Sei que não é comum falar de Joseca Yanomami como um autor de narrativas literárias, contudo a composição entre palavra e imagem, característica de sua obra, obriga a um empuxo para outras atmosferas, em que surgem formas diferentes de materializar outros pensamentos. É a ideia de um outro pensamento, radicalmente horizontal e anti-etnocida, conforme proposta de Walter Mignolo (2023), a partir do trabalho de Abdelkebir Khatibi (2003, p. 104). Esse empuxo obriga o leitor a um alargamento da compreensão do que é arte visual e do que é literatura. E, afinal, a disputa por situá-lo em um ou outro campo interessa menos que a leitura do trabalho em si, além de reforçar não o entrelugar em que a obra de Joseca se situa, mas aquele que ela própria elabora. O que é incontestável é que os textos que acompanham alguns de seus desenhos se aproximam de narrativas. E que, a despeito de se considerar seu papel como complementar ou suplementar ao trabalho visual, ele imprime nessas narrativas uma rapidez que soa como aquela elogiada por Calvino. Essa rapidez foi o que primeiro atraiu minha atenção para o trabalho de Joseca: essa síntese em cada um dos textos, ora mais descritivos ora mais narrativos, mantendo, de algum modo, a capacidade de surpreender pela concisão.

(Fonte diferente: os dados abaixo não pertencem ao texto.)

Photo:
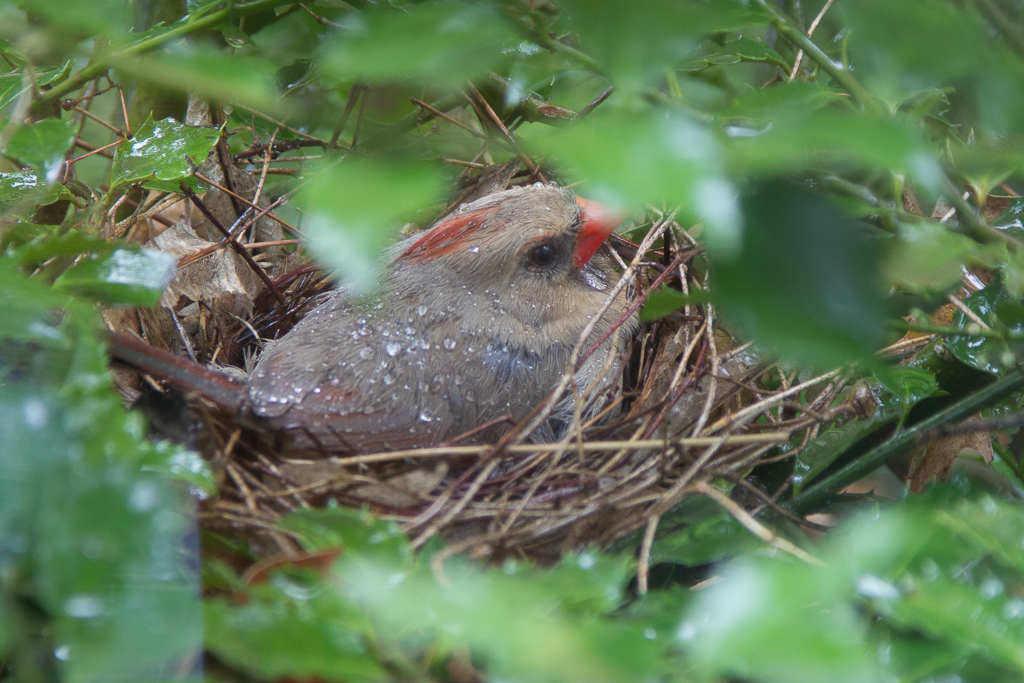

Vejamos uma das narrativas, por ora, sem a imagem. Diz Joseca:

Yãpimari, o espírito da mariposa, captura todas as crianças, depois canta e dança junto a elas. Quando as pessoas dizem “meu filho está sofrendo e não dorme bem!” é porque os espíritos yãpimari estão dançando e cantando com suas crianças (Pedrosa; Ribeiro, 2022, p. 102).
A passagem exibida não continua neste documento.